Quote ="Hangerman2"Sadly this is true. When Alex Murphy arrived we turned around the playing fortunes of the club very quickly, but those 20 dire years (70's and 80's) have left a much deeper impact with the fanbase. It seems that the missing generation of fans continues to haunt us today, whereas clubs like Hull KR and even Leigh take defeat and disappointment on the chin and come back the stronger our fanbase is as fickle as the winter sun. We have provided a winning team, (almost) silverware and top international players, and yet the people of Huddersfield simply will not turn up in the numbers we deserve.
I would love it to be different as i have watched and loved my team for some 25 years now, but the reality is the town doesn't want it, Mr Davey has thrown everything he can at it, and continues to give away season tickets at lower than market value for a good number of years in the hope of igniting the sport.. Maybe if we'd won at wembley.. but i don't think anything is good enough for the people of Huddersfield to support our great team.'"
Ken Davy really hasn’t thrown everything at it.
A large proportion of people in the town just don’t know the club even exists. If they do know it exists, they don’t know what it’s about. And if they do know what it’s about, it won’t be about attractive things.
And who can blame them? It’s nigh on impossible to find out stuff about the club. There’s little presence in the town, and what there is is old and out of date. There’s nothing in the “Giants” branding (such as it is) to connect the club to the town in any meaningful way.
The only significant marketing campaign I can recall was “The Giants Revolution” from about ten years back. As a concept, it had no connection with the club or the town but at least it was *something*. It was followed up with nothing at all really. Just the odd poster of Eorl Crabtree. Some of those Giants Revolution posters are still up - which tells you a lot about how much energy they’ve put into the problem over the years.

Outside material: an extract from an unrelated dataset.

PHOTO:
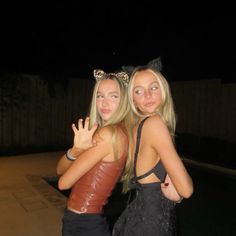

What do people in this town value? How does the club link into that? How do the club get people to participate actively, not just think of it as a cheap one off day out with the kids? How are the club planning to build a culture around this? Does the club have any concept of what being a supporter is about? Or could be about?
The actual identity of the club itself is weak, vague and not aligned with how proudly people in Huddersfield think about Huddersfield. There’s 154 proud years of history representing this town, and the club can’t even get its own founding date right on the bloody badge and barely has the word Huddersfield anywhere on its brand (look at the website).
Ask yourself - honestly - what words people who aren’t fans think of when you think of the brand “Huddersfield Giants”. I bet it would be stuff like “don’t know”, “losers”, “odd”, “nothing”, “weak”, “bottlers”, “confusing” and very, very short on words like “proud”, “community”, “representing the town”, “strong”, “exciting”, “confident”
So let’s not even start down the road of saying that KD has thrown everything at it. He’s sure thrown a lot of money at it, but most of that has been ed up a wall.